Objective: Although acetaminophen has emerged as a therapeutic option for treating hemodynamically significant patent ductus arteriosus (PDA) in preterm infants, limited data exist on pharmacodynamics. The objective of this research is to report serum acetaminophen concentrations at steady state in infants treated with intravenous acetaminophen for PDA and to examine associations with clinical outcomes.

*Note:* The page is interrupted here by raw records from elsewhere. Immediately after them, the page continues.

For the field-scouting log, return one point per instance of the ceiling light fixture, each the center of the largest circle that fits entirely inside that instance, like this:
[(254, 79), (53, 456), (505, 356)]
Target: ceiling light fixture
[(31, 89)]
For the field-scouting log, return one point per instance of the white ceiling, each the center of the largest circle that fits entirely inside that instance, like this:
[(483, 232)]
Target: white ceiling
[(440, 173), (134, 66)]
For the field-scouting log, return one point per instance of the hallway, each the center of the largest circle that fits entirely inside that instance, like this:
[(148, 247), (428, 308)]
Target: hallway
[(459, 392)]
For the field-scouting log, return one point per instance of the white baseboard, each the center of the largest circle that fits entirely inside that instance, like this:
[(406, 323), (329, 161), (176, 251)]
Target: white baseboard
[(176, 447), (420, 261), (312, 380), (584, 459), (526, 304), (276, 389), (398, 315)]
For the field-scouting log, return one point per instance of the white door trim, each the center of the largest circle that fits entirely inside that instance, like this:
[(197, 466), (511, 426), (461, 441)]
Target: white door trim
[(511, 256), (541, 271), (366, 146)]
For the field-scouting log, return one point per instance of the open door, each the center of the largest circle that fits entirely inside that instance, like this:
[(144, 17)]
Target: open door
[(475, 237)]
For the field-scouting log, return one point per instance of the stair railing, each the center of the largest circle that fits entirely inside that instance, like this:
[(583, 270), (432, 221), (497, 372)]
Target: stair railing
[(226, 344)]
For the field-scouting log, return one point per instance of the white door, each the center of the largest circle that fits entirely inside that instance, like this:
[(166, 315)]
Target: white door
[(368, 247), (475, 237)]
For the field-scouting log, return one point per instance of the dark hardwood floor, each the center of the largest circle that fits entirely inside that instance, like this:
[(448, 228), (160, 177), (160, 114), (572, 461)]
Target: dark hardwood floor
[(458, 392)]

Methods: This retrospective study evaluated all infants admitted during the study period who received intravenous acetaminophen for the treatment of PDA. Acetaminophen dosing was 15 mg/kg every 6 hours. A serum acetaminophen concentration was obtained 4 hours after the eighth dose. Associations between serum concentrations and efficacy, assessed by ductal constriction on echocardiogram, and safety, assessed by serum creatinine and hepatic transaminases, were explored using simple linear regression.
Results: A total of 36 infants were included, with a median birth weight of 720 g (IQR 585-895 g) and a median gestational age of 25 weeks (IQR 24-26 weeks). The median acetaminophen concentration in the cohort was 12.3 mg/L (IQR 6.7-16.5 mg/L; range, 1.1-29.0 mg/L). Serum acetaminophen concentrations did not correlate with infant demographics, hepatic transaminases during treatment, or duct size at treatment completion. We observed ductal closure across a wide range of serum acetaminophen concentrations.
Conclusions: We did not identify an association between acetaminophen serum concentrations following intravenous therapy and ductal response or hepatic toxicity.
Keywords: acetaminophen; extremely low birth weight infant; neonatal intensive care; patent ductus arteriosus; pharmacology.